Sen. Pam Roach, who asked Attorney General Rob McKenna to interpret the effect of tax-limiting Initiative 1053 on the Transportation Commission’s authority, has weighed in on the informal legal opinion issued Monday by McKenna’s office.
Roach, R-Auburn, blasted Democratic Sen. Mary Margaret Haugen for telling The News Tribune she would push to restore the Transportation Commission’s fee-setting authority in light of I-1053’s restrictions. Roach said such an effort would be “met by the fiercest resistance.”
Haugen says setting the dollar amount of fees is too time consuming a job for a citizen legislature.
Read the news release from Roach (fired off from all the way in Germany, by the way):
December 21, 2010U.S. Air Force Base, Spangdahlem, Germany
Legislature should not divest itself from regained authority to set transportation tolls and feesLast month I requested an informal opinion of Attorney General Rob McKenna regarding the effects of I-1053. Specifically, I asked if the Transportation Commission was still able to impose toll and fee increases given the clear language of I-1053 requiring a recorded vote in the House and Senate. I was extremely gratified that Attorney General Rob McKenna’s opinion because it backs up the plain reading of the initiative, requiring the Legislature to specifically approve such increases. The responsibility for such impactful decisions must shift back to the Legislature.
I-1053 requires a 2/3 vote of the legislature to raise taxes, but it also clearly requires a simple majority vote of both chambers and a governor’s signature to raise fees, tolls, and ferry fares.
As a citizen legislator and co-sponsor of the initiative, I know that the people want to hold their elected officials accountable for all revenue increases.
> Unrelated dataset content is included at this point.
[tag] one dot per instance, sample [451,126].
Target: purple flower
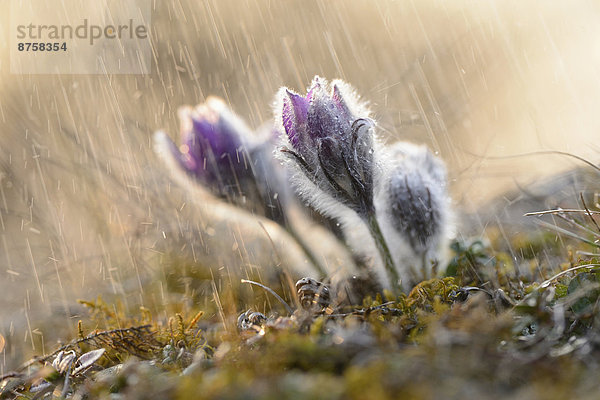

Despite being in Germany right now, I have been monitoring the reaction to McKenna’s ruling. I was appalled at Senate Transportation Committee Chairwoman Mary Margaret Haugen (D-Camano Island) comments that she wants the first vote of the next Legislature to violate the will of 64% of the people (http://www.thenewstribune.com/2010/12/21/1473622/attorney-general-rob-mckenna-sides.html). She said she wants the Democratic caucus to vote to have the legislature divest itself of the responsibility for deciding transportation fees and tolls and place it back with an unelected, unaccountable, commission. That is disingenuous, counter to the will of the voters, and just a bad idea. I cannot believe there is even one Republican who will support such a measure.
I-1053 puts the process of funding transportation back out into the open. Citizens will no longer have to genuflect before a commission — all hand-picked by the Governor — that has been gifted the right to circumvent the legislature without accountability. The people of this state clearly voted to take back the control of their government. The 64% vote for I-1053 can only reflect a non-partisan demand for greater accountability, not less. Senator Haugen is clearly out of step with the people and will place her party at even greater peril in 2012 should they follow her lead. Republicans must stand unified against Senator Haugen’s arrogant suggestion to override the will of the people. We will be the party that demands the effects of I-1053 stand.
Years ago, legislators figured they could avoid the potential wrath of voters if they could just find a way to blame someone else. And they did. The legislature voted to give away its authority, and with it their responsibility and accountability, to the Transportation Commission, which has been working outside of the “accountability zone” for decades. It is wrong to have such a powerful body of unelected individuals making such impactful decisions.
I am confident that any attempt by the Democrat majority to sidestep the will of the people on I-1053 will be met by the fiercest resistence.